Karriere in London (1732-1745)
Im Jahr 1732 emigrierte Gravelot nach London auf Einladung von Claude du Bosc, um an der Gestaltung von Holzschnitten für eine englische Übersetzung von Bernard Picarts *Ceremonien und religiöse Bräuche…der bekannten Welt* zu arbeiten. Dies markierte einen Wendepunkt in seiner Karriere. Er wurde schnell zum zentralen Akteur bei der Einführung des Rokoko*-Stils in den britischen Design, der sich durch Buchillustrationen und gezeichnete Entwürfe verbreitete. Sein Werk wurde von George Vertue für seine „saubere und korrekte“ Art gelobt, die an Picart erinnerte.
- Er wurde eine Schlüsselfigur im Slaughter’s Coffee House und der St. Martin's Lane Academy, einer informellen Vorgängerin der Royal Academy.
- Gravelot lehrte als Zeichenlehrer, darunter auch Thomas Gainsborough.
Künstlerischer Stil und bedeutende Werke
Gravelots Stil ist durch seine deskriptive Präzision, elegante Linien und erfinderische Kompositionen gekennzeichnet. Er belebte die gravierende Illustration in England und beeinflusste später eine Gruppe von Graveuren in Paris, die in seinem Stil arbeiteten. Zu seinen bedeutendsten Werken gehören:
- Illustrationen für Theobalds’ Ausgabe der vollständigen Werke von William Shakespeare (1740) mit 35 Titelseiten.
- Illustrationen für eine französische Übersetzung von Boccaccios *Decameron*** (1757), die als eines der herausragendsten illustrierten Bücher aller Zeiten gilt.
- Illustrationen für La Nouvelle Héloïse (1761) und die *Contes moraux* von Marmontel (1765).
- Französische Übersetzungen von Ovid’s *Metamorphosen*** (1767–71) und Torquato Tasso’s *Gerusalemme Liberata*** (1771).

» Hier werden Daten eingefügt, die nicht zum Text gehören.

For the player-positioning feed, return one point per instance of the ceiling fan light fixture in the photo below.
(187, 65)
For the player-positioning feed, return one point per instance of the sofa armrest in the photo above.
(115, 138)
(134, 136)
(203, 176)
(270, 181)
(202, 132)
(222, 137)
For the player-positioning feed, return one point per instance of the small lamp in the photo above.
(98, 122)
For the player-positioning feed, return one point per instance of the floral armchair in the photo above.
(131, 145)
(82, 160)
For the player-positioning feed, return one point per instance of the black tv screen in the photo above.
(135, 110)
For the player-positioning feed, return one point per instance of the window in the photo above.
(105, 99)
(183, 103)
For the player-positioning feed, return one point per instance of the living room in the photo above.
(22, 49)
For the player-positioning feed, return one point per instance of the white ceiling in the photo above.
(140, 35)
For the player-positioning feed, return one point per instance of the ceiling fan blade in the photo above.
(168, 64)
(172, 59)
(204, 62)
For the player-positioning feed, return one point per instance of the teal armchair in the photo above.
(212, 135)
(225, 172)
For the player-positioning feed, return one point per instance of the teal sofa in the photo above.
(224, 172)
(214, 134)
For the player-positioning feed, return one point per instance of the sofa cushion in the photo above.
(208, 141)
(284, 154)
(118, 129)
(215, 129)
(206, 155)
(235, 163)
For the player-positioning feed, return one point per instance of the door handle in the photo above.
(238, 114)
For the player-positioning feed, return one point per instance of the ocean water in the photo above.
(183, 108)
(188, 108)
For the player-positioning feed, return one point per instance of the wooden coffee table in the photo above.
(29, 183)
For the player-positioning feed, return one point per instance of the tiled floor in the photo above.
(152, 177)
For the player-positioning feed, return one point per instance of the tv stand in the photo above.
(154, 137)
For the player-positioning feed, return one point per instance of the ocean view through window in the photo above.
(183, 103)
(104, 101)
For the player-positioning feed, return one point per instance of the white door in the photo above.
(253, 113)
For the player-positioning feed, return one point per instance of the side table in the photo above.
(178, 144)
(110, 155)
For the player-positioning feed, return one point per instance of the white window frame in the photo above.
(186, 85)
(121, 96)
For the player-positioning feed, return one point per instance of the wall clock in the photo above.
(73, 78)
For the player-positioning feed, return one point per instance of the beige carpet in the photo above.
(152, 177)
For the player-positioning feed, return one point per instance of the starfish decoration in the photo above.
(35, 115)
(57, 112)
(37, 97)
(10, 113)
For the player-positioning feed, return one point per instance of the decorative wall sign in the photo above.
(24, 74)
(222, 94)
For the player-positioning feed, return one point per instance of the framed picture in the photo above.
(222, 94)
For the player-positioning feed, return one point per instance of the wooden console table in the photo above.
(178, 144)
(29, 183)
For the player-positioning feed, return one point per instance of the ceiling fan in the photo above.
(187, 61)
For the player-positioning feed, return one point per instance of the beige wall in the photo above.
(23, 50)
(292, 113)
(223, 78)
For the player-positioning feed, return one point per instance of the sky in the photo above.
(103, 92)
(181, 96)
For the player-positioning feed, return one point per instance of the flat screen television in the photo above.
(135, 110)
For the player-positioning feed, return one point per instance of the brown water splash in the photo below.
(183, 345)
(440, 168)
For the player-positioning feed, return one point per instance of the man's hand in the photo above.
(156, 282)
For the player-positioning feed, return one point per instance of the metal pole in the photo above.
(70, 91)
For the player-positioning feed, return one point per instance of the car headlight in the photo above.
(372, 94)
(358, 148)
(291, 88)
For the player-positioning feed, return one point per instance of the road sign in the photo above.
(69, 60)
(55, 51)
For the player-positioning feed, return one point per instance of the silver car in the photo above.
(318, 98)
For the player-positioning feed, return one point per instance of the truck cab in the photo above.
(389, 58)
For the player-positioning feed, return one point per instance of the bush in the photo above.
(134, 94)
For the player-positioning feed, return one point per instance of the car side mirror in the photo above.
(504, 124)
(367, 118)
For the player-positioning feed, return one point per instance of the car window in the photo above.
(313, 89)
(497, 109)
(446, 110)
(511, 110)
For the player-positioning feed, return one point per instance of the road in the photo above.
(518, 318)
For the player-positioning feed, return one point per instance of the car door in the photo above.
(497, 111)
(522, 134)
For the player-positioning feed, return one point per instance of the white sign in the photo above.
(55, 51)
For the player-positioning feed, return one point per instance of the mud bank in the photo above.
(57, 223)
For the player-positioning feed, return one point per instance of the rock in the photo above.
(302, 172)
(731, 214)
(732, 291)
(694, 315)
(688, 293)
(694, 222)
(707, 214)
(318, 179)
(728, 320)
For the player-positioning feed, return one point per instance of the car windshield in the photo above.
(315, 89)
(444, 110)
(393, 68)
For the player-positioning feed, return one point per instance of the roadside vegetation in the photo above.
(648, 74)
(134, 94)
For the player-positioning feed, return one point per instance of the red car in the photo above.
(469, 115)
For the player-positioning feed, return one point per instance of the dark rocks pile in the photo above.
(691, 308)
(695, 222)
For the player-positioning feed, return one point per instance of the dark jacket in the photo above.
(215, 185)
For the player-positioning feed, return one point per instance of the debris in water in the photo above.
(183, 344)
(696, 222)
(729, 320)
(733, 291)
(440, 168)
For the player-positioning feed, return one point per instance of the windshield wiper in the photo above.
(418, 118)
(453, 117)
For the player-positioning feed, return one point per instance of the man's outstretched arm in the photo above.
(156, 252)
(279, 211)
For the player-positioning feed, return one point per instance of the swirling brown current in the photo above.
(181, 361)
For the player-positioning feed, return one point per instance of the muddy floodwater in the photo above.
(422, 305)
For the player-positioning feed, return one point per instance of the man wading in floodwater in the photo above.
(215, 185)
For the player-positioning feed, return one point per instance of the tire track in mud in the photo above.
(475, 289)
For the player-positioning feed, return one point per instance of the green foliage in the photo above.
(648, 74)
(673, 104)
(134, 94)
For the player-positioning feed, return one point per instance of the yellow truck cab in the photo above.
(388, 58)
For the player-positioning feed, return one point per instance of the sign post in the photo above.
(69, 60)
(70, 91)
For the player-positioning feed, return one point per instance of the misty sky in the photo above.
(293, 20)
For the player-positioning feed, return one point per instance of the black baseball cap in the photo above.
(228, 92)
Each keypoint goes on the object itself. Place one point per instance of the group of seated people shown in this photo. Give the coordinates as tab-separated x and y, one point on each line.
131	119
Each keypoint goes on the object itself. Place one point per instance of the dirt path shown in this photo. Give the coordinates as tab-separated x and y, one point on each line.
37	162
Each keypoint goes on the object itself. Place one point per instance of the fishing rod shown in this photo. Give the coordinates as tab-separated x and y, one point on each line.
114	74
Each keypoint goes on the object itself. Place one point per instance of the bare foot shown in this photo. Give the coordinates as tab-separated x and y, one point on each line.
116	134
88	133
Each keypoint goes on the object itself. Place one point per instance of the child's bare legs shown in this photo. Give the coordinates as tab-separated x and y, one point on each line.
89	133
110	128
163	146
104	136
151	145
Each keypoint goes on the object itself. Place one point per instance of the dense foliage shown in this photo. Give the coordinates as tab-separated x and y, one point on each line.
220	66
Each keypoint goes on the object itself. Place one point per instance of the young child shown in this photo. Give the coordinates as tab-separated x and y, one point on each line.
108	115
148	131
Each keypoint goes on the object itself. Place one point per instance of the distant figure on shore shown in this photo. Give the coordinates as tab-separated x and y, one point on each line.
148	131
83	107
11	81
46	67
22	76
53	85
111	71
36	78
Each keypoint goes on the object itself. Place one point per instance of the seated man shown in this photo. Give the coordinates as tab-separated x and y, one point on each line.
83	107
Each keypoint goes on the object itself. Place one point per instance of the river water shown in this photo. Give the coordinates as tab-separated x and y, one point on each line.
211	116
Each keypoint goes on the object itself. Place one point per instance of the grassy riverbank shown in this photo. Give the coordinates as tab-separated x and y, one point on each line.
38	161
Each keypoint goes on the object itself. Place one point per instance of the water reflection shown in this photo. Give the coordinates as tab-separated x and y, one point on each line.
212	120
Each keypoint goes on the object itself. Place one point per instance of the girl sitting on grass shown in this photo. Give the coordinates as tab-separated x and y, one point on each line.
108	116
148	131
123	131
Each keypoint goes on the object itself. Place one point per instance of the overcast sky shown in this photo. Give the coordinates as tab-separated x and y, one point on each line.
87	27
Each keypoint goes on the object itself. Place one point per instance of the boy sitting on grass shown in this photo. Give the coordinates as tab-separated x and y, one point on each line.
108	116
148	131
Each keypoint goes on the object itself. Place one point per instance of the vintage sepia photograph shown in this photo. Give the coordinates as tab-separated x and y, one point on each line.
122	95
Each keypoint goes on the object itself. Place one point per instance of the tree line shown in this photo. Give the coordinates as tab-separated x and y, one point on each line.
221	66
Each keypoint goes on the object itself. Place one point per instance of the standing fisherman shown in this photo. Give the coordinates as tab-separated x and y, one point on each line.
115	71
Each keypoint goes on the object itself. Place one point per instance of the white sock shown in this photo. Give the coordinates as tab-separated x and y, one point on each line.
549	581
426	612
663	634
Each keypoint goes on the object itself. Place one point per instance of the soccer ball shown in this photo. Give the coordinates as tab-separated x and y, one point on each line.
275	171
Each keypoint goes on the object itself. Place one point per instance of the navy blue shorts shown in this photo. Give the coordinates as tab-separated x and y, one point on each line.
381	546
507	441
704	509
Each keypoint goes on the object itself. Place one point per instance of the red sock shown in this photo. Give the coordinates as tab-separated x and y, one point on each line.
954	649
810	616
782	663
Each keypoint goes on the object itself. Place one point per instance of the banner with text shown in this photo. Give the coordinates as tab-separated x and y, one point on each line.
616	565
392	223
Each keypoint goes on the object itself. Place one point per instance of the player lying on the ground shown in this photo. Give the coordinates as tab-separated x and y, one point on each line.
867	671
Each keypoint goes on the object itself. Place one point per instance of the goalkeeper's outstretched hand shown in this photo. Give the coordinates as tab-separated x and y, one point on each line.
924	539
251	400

Rückkehr nach Paris und spätere Jahre
Die anti-französischen Gefühle in London nach der Schlacht von Fontenoy im Jahr 1745 führten zu Gravelots Rückkehr nach Paris im Oktober desselben Jahres. Er setzte seine Arbeit als Buchillustrator fort und genoss beträchtlichen Erfolg. Er war bekannt für sein großes Interesse am Lesen und entwickelte innovative Techniken unter Verwendung von beweglichen Mannequins, um ihm bei seinen Illustrationen zu helfen.
Einfluss und historische Bedeutung
Gravelots Einfluss erstreckte sich über seinen unmittelbaren Kreis von Schülern hinaus. Er spielte eine entscheidende Rolle bei der Gestaltung der visuellen Kultur Europas des 18. Jahrhunderts, indem er französische künstlerische Trends mit britischen Geschmäckern verband. Sein Werk verkörperte nicht nur den Rokoko*-Stil, sondern erhob die Buchillustration auch auf ein höheres Kunstniveau. Seine sorgfältige Detailgenauigkeit und eleganten Designs werden bis heute von Gelehrten und Sammlern bewundert. Er wird als Meistergraveur in Erinnerung behalten, der die französische und englische künstlerische Landschaft maßgeblich beeinflusst hat.